Considering the many complex factors involved in successfully operating a mobile offshore drilling unit, one may ask, "How do I pick the right drilling rig for the job?" The answer is that often there is more than one rig type that technically can do the job. A review of related topics will show many items that must be considered. First and foremost, the operator must take the time and effort to be knowledgeable about mobile offshore drilling units (MODUs), drilling contractors, the equipment involved, and the relationship between all the parties (operator, drilling contractor, and third parties). Surprisingly, this does not always occur.
As the name indicates, this type of rig is located on a fixed structure previously installed at the well location. The structure may be a fixed jacketed platform, spar, tension leg platform (TLP), or gravity structure; whatever it is, the rig sits atop it. Fixed platforms may have as few as 3, or more than 50 well conductors. Generally, the drilling rig is not a permanent part of the fixed structure. However, on some occasions, the unit is left on the platform for future workovers or additional drilling, if removing it is uneconomical.

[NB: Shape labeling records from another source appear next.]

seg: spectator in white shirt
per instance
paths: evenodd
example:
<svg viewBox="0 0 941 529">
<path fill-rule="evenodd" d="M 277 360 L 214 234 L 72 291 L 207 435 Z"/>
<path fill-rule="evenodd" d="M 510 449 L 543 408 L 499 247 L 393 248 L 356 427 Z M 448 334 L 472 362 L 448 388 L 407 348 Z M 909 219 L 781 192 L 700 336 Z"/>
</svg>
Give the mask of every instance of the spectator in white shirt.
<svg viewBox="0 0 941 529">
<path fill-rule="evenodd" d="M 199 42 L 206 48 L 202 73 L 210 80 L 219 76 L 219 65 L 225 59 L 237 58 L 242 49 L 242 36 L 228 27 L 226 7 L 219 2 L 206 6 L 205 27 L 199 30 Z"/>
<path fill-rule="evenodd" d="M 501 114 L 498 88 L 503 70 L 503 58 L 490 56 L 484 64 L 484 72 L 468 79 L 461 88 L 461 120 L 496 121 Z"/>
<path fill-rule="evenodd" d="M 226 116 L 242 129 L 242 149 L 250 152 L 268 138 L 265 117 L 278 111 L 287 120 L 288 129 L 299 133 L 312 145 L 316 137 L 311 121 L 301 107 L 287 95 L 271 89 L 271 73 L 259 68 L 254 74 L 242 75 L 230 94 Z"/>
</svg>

The jackup-type mobile offshore drilling unit (MODU) has become the premier bottom-founded drilling unit, displacing submersibles and most platform units. The primary advantage of the jackup design is that it offers a steady and relatively motion-free platform in the drilling position and mobilizes relatively quickly and easily. Although they originally were designed to operate in very shallow water, some newer units, such as the "ultra-harsh environment" Maersk MSC C170-150 MC, are huge (Figure 1) and can be operated in 550 ft in the GOM. This type of unit can be commercially competitive only in the North Sea and in very special situations. Figure 1--Maersk's giant jackup (largest in the world) designed for deepwater use (550 ft in the GOM) and harsh North Sea environment.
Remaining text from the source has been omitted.